There has been fighting in South Waziristan between the Taliban and al-Qaeda and government forces in recent weeks, although it has subsided in recent days.
Several Pakistani army helicopters have crashed in the country's mountainous northwest in recent years.
A helicopter escorting Pervez Musharraf, the Pakistani president, to Pakistani Kashmir in October last year crashed and burst into flames, killing four soldiers.
The rugged region is also the hideout of Baitullah Mehsud, commander of the al-Qaeda-linked Tehreek-e-Taliban (Taliban Movement) Pakistan.
He is accused by Pakistani and US officials of masterminding the assassination of Benazir Bhutto, the former Pakistani prime minister.
Mehsud ceasefire?
Earlier on Wednesday, Maulvi Omar, a Tehreek-e-Taliban spokesman, said Mehsud had ordered an "indefinite" truce in South Waziristan and neighbouring regions.

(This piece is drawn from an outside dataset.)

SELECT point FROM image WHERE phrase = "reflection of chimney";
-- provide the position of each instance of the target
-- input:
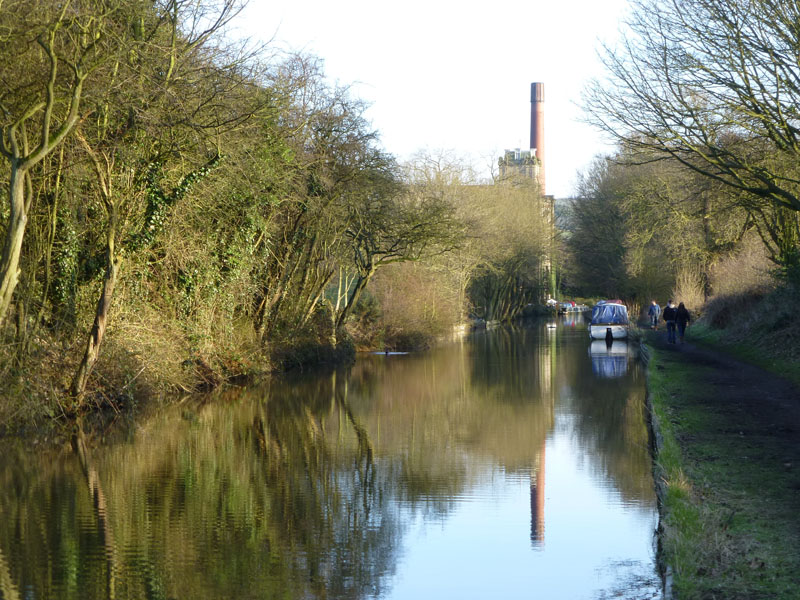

Omar told news agencies by telephone: "Baitullah Mehsud has ordered his people to stop attacks against Pakistani forces from Waziristan to Swat and other areas of Pakistan.
He said "the government stopped attacking us".
But Abbas said the Pakistan army would keep up operations against the Taliban.
"There is no formal information conveyed to us from them about a  ceasefire," he said.
"When they stopped firing we thought it was because of the  severe weather conditions in the region."